Split Brain (Computer Science)

from Wikipedia, the free encyclopedia

In computer science, split brain is an undesirable state of a computer cluster in which all interconnections between the cluster parts are interrupted at the same time.

to form

Basically one differentiates between

  • the (separation) separation of a single node, an extreme example of this is the division of a 2-node cluster
  • the separation of a multi-node cluster (> 2) into two unequal parts
  • the separation of a multi-node cluster (> 2) into two equal parts
  • the separation of a multi-node cluster (> 2) into more than two parts. However, this last situation is viewed as several individual split-brain scenarios.

occurrence

Left: The complete, working cluster; Right: A split brain situation in which node E has failed.

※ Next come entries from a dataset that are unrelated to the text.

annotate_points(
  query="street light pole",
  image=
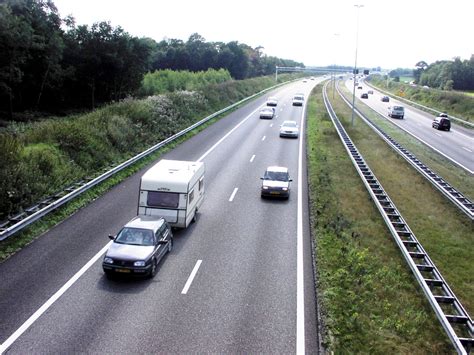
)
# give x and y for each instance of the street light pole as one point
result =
(355, 64)
(334, 69)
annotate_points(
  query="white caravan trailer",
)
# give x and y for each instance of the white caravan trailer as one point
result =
(174, 190)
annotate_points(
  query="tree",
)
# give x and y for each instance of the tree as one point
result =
(420, 68)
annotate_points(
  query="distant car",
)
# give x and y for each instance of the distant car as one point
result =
(289, 129)
(267, 112)
(298, 100)
(396, 111)
(442, 122)
(272, 101)
(276, 182)
(138, 247)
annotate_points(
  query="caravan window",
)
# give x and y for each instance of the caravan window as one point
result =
(162, 199)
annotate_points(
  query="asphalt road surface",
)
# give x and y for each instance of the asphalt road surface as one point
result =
(457, 144)
(238, 280)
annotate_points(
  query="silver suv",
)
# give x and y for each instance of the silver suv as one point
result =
(396, 111)
(138, 247)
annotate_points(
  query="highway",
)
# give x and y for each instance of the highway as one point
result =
(240, 280)
(457, 145)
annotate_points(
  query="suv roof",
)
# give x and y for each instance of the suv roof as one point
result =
(278, 168)
(146, 222)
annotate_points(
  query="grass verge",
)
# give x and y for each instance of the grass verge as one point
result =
(11, 245)
(369, 300)
(444, 231)
(453, 174)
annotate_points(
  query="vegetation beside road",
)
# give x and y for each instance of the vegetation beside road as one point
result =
(369, 300)
(453, 103)
(40, 158)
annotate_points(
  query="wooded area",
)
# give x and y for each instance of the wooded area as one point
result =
(52, 65)
(446, 75)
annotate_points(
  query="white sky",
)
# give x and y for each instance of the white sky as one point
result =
(392, 33)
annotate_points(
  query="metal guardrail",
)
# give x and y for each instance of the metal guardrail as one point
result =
(462, 202)
(453, 317)
(38, 211)
(462, 121)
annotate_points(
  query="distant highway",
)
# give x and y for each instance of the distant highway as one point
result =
(457, 144)
(240, 280)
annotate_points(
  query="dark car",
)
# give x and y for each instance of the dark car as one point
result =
(267, 112)
(442, 122)
(138, 247)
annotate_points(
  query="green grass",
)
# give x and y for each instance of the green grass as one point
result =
(453, 102)
(13, 244)
(369, 300)
(444, 231)
(406, 79)
(453, 174)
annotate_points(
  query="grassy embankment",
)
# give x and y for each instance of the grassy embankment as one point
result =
(454, 103)
(40, 158)
(369, 300)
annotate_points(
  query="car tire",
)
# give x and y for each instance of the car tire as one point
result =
(153, 269)
(109, 275)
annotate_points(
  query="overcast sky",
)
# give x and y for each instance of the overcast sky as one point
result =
(392, 33)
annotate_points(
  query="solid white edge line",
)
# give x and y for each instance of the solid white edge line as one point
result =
(426, 143)
(191, 277)
(68, 284)
(300, 323)
(233, 194)
(52, 299)
(227, 134)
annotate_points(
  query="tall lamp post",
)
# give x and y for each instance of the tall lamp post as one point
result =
(355, 64)
(334, 69)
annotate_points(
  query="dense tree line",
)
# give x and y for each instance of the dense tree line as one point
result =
(446, 75)
(50, 64)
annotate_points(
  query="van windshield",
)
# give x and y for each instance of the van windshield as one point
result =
(162, 199)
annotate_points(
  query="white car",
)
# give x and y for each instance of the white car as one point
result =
(272, 101)
(276, 182)
(298, 100)
(267, 112)
(289, 129)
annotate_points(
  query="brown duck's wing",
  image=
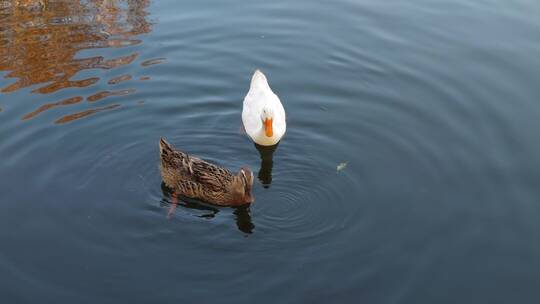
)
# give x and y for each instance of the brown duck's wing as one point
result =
(193, 168)
(198, 191)
(217, 178)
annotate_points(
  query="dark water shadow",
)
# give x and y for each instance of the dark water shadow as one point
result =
(209, 211)
(267, 162)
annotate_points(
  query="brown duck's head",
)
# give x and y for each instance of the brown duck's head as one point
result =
(241, 187)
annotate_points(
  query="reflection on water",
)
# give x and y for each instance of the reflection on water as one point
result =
(39, 40)
(103, 94)
(78, 115)
(69, 101)
(40, 43)
(118, 79)
(267, 162)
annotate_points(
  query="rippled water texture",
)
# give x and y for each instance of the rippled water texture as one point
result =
(432, 105)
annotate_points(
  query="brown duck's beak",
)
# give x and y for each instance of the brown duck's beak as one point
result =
(268, 127)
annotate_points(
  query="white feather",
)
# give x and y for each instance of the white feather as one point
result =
(259, 98)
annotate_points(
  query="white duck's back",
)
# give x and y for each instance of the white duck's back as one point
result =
(259, 97)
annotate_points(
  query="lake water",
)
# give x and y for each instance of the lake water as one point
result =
(434, 106)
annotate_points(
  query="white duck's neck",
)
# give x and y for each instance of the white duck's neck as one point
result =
(262, 139)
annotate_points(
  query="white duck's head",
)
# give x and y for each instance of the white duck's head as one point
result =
(267, 118)
(263, 114)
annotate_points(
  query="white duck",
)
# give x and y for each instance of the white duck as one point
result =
(263, 114)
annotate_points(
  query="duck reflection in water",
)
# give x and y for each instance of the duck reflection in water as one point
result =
(267, 162)
(242, 213)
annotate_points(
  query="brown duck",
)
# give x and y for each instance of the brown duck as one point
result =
(195, 178)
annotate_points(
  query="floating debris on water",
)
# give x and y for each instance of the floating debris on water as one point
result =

A cluster interconnect or a quorum is usually used to coordinate the transactions in the cluster - depending on the technology used. If the connection between one or more parts of the cluster is interrupted in this way, no one can distinguish whether it is a partial failure or a separation. All of these (now isolated) cluster fragments continue to work for themselves to maintain the provision of the service (also known as "service"). Since the network connection to the public network (i.e. towards the user) still works normally , problems arise:

Effects

The basic problem of Split Brain is the fact that at least two parts still work, but coordination between them is no longer possible. While this does not seem to be an immediate problem with pure read access, write access leads to massive conflicts: The write operations are distributed over the parts of the cluster (which function but are isolated from each other), but the logic layer ( middle tier ) or the user noticed nothing unusual; From the user's point of view, the cluster behaves as in normal operation. However, due to the interrupted interconnection, the block written by node / part A cannot be read by node / part B - and vice versa.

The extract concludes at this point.